Unter den Freiwilligen der Caritas gibt es viele hilfsbereite Familien wie zum Beispiel
Frau Vira und ihre Enkelin Eva: Sie sind unentbehrliche Helferinnen in der Caritas. Die Familie zog von Mykolajiw in die Region Iwano-Frankiwsk. Vor dem Krieg hatte die große Familie ein kleines Geschäft: Sie waren in der Landwirtschaft tätig, pachteten Land, und bauten gelbe Wassermelonen und köstliche Tomaten an. Mit Beginn des Krieges wurden jedoch alle ihre Felder vermint und die Pumpstation zerstört, so dass sie fliehen mussten, um ihr Leben zu retten. Sogar die acht-jährige Eva bereit ist bereit, jedem Kind zu helfen.
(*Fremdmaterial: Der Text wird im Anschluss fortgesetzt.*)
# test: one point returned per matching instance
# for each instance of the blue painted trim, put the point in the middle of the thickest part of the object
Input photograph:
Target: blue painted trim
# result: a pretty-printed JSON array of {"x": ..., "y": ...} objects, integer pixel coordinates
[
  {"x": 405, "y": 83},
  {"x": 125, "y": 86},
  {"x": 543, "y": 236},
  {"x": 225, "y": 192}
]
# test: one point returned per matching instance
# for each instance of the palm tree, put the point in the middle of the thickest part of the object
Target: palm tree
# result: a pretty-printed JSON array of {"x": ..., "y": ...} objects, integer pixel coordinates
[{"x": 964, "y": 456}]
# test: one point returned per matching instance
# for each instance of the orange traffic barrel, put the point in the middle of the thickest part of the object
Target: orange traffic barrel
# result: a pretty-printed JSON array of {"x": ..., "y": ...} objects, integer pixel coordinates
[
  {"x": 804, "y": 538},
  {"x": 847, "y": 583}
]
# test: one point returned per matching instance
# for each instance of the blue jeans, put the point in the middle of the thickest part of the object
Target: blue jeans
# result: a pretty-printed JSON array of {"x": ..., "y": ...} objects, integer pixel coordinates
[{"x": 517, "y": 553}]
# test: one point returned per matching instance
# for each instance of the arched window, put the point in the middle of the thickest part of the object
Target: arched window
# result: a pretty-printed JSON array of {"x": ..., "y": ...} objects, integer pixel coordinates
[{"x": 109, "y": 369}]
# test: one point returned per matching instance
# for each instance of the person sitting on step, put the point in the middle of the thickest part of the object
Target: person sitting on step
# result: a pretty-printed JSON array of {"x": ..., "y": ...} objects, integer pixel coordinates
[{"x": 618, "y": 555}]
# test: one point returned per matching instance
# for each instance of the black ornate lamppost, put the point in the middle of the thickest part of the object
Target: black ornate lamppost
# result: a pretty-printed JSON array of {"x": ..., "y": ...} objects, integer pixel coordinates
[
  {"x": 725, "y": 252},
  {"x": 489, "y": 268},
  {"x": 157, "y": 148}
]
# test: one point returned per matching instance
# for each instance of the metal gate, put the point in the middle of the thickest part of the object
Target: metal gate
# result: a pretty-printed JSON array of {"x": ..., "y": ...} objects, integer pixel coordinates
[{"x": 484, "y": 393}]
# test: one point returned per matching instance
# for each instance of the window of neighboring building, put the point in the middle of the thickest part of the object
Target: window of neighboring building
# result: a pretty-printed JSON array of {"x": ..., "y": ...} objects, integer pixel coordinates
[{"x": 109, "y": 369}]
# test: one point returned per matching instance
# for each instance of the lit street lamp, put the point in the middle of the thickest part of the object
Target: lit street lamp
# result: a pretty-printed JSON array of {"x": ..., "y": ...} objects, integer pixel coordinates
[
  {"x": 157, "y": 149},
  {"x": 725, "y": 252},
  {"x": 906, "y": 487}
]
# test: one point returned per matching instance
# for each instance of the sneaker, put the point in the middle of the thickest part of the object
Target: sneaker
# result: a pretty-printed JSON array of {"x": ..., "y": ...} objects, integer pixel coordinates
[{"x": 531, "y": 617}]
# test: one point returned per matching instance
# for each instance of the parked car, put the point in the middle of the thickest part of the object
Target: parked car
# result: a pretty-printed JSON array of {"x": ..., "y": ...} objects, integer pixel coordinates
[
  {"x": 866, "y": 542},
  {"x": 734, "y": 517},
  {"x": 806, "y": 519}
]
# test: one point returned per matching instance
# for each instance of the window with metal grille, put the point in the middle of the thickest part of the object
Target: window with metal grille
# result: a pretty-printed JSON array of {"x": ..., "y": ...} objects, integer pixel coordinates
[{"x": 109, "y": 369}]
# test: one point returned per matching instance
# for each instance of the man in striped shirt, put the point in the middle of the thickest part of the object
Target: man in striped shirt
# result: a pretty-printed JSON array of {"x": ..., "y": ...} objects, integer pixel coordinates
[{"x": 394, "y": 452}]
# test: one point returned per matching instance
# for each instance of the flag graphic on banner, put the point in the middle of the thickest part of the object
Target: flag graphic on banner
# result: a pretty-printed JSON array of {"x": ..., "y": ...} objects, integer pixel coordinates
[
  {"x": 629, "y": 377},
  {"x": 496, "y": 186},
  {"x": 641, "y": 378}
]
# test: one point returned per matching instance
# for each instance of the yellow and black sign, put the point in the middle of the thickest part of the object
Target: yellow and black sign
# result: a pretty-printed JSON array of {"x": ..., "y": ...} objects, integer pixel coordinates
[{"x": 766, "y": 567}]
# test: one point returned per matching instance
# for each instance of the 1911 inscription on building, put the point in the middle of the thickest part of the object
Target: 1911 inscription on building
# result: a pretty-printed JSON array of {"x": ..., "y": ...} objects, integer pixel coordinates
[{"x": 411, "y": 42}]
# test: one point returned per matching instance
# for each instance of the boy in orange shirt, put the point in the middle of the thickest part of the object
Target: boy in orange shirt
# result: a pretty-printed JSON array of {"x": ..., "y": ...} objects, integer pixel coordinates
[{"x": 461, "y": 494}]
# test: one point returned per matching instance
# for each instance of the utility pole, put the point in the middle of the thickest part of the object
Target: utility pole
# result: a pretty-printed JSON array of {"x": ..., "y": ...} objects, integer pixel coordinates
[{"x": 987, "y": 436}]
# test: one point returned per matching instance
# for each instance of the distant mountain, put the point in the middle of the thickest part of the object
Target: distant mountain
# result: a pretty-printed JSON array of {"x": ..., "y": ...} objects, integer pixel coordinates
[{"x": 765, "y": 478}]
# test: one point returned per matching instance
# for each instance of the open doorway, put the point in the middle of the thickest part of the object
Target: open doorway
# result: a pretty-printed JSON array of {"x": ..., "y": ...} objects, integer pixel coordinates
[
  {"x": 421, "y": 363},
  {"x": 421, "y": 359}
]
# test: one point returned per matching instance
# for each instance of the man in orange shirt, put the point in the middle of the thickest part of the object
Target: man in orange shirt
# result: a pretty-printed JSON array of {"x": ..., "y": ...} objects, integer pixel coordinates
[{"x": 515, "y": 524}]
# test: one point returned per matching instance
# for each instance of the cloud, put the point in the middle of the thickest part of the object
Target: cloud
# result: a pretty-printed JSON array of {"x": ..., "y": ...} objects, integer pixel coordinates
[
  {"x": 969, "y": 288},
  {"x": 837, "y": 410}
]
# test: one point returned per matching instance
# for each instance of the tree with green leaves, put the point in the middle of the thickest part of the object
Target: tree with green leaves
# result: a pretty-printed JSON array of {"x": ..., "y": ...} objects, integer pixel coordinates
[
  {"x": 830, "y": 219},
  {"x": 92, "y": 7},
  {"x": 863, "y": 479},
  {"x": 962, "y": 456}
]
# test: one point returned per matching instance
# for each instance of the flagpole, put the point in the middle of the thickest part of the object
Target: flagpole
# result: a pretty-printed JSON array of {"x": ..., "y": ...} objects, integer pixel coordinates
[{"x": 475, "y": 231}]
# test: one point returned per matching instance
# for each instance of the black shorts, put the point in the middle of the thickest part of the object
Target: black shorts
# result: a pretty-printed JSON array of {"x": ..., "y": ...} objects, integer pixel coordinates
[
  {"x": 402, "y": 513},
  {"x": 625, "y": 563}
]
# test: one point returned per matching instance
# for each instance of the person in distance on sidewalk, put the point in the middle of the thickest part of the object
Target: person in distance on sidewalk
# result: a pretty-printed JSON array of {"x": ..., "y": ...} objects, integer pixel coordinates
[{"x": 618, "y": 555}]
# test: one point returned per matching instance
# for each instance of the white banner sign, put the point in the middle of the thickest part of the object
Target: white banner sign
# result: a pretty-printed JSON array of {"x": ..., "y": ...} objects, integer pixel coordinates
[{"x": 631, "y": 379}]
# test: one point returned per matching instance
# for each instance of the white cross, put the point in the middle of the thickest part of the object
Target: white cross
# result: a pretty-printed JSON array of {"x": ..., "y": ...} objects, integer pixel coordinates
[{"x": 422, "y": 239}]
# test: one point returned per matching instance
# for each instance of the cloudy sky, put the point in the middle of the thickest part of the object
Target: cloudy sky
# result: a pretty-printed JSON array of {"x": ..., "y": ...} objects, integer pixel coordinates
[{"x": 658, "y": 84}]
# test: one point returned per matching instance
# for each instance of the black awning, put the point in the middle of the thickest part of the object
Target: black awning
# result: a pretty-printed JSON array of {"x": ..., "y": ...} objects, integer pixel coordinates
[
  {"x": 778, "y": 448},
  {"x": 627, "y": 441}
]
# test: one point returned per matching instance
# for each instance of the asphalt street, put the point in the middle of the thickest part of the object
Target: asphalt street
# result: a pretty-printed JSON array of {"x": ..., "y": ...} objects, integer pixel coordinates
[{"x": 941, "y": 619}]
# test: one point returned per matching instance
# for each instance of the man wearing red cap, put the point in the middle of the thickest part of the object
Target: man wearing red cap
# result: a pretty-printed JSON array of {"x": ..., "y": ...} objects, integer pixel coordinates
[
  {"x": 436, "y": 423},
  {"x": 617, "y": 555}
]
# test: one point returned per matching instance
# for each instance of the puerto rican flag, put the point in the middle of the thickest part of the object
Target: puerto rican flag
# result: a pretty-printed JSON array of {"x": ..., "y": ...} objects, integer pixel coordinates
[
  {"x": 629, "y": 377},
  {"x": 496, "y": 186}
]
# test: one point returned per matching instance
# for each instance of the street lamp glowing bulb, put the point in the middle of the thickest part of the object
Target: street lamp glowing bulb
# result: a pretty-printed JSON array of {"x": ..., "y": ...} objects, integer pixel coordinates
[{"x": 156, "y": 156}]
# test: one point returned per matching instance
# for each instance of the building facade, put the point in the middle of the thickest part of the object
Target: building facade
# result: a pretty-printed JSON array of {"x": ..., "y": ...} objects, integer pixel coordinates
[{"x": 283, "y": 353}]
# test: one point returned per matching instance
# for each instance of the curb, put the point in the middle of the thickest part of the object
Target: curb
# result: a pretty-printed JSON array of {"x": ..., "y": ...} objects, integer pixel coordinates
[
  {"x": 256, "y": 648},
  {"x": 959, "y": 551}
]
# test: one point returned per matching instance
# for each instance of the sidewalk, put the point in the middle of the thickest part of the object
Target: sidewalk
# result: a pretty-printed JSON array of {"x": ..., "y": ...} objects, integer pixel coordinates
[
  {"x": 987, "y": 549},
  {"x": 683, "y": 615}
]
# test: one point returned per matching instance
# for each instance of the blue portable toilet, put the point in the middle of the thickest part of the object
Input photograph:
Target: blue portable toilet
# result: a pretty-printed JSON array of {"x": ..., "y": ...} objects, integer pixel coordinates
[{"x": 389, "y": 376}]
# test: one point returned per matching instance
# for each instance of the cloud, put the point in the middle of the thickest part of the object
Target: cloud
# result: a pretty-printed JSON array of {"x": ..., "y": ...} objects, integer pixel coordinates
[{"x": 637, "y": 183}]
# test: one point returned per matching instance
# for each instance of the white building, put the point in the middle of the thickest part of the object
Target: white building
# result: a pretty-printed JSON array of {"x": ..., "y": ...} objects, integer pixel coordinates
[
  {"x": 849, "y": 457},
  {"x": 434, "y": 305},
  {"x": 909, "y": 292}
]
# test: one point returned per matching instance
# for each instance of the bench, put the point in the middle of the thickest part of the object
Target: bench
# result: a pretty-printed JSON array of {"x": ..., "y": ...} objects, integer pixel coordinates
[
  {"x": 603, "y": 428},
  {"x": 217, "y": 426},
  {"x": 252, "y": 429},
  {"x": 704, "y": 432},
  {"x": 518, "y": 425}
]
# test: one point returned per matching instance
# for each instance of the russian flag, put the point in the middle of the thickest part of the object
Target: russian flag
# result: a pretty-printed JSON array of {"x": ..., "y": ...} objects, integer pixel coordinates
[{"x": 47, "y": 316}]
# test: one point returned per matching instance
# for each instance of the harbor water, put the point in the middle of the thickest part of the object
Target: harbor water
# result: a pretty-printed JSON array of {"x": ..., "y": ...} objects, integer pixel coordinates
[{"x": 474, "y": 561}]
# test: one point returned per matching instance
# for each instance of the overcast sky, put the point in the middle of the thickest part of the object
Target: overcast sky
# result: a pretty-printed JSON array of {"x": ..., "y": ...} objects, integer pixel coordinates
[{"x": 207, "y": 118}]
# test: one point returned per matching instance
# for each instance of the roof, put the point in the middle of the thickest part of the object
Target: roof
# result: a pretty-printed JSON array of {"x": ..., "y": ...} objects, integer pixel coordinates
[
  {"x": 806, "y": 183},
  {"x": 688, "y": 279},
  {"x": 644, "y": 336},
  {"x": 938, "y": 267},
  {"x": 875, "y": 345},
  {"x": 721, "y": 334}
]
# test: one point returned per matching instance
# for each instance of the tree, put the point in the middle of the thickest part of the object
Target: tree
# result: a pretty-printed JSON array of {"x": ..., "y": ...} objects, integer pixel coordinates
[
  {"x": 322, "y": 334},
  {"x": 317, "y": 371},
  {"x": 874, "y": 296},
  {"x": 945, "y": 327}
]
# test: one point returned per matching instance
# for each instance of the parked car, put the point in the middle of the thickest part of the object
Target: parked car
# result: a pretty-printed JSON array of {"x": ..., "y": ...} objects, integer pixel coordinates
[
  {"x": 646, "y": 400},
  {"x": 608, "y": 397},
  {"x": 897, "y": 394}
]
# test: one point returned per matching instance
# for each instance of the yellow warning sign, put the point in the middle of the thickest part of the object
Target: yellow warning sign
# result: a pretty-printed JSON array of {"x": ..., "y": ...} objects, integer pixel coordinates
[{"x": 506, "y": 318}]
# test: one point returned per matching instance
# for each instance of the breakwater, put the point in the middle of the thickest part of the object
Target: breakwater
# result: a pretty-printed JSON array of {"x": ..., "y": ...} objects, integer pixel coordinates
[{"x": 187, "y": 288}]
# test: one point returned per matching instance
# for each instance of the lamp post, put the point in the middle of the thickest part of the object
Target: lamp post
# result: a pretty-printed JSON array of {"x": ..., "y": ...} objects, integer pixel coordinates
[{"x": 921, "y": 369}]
Während der Schulferien hilft das Mädchen gemeinsam mit ihrer Großmutter bei der Aktion "Ein Augenblick der Güte" mit: Sie verteilt Hilfsgüter an Familien, die vor dem Krieg geflohen sind, und an Anwohner von Iwano-Frankiwsk, die Unterstützung brauchen. "Ich mag es, wenn andere Kinder lächeln", sagt Eva. Ihre Oma Vira, die fast täglich in die Caritas kommt ist, hilft vertriebenen Familien mit einem Lächeln und Freundlichkeit, sie verteilt Kleidung, packt Lebensmittelpakete und Hygieneartikel. Die Familie träumt und glaubt, dass der Sieg für die Ukraine kommen wird und sie im Frühjahr in ihre Heimatstadt zurückkehren und von vorne anfangen werden. Jetzt gibt sich die Familie Mühe, anderen Menschen nützlich zu sein, für sie ihre Liebe und Wärme zu spenden.
Hoffnung für Baby Veronika und die Eltern
Nataliya ist dreifache Mutter. Mit Tränen in den Augen hält sie ihre jüngste Tochter, das Baby Veronika, auf dem Arm. Die Familie zog 2014 von Donezk in die Stadt Izium, später musste sie aufgrund einer groß angelegten Invasion auch dort ihr Zuhause verlassen. Derzeit lebt die Familie in Iwano-Frankiwsk.
Die Mutter hat die Caritas- Aktion "Ein Augenblick der Güte" besucht, als Veronika noch im Mutterleib war. Heute ist sie gekommen, um einen Mietzuschuss zu erhalten. "Wir haben lange bei einer Freundin gewohnt, aber jetzt mit drei Kindern brauchen wir eine separate Wohnung. Meine Eltern wohnen noch bei uns."
Dank eines Mietzuschusses von der Caritas Iwano-Frankiwsk kann die Familie eine Wohnung mieten, so dass die große Familie in naher Zukunft zusammen wohnen wird.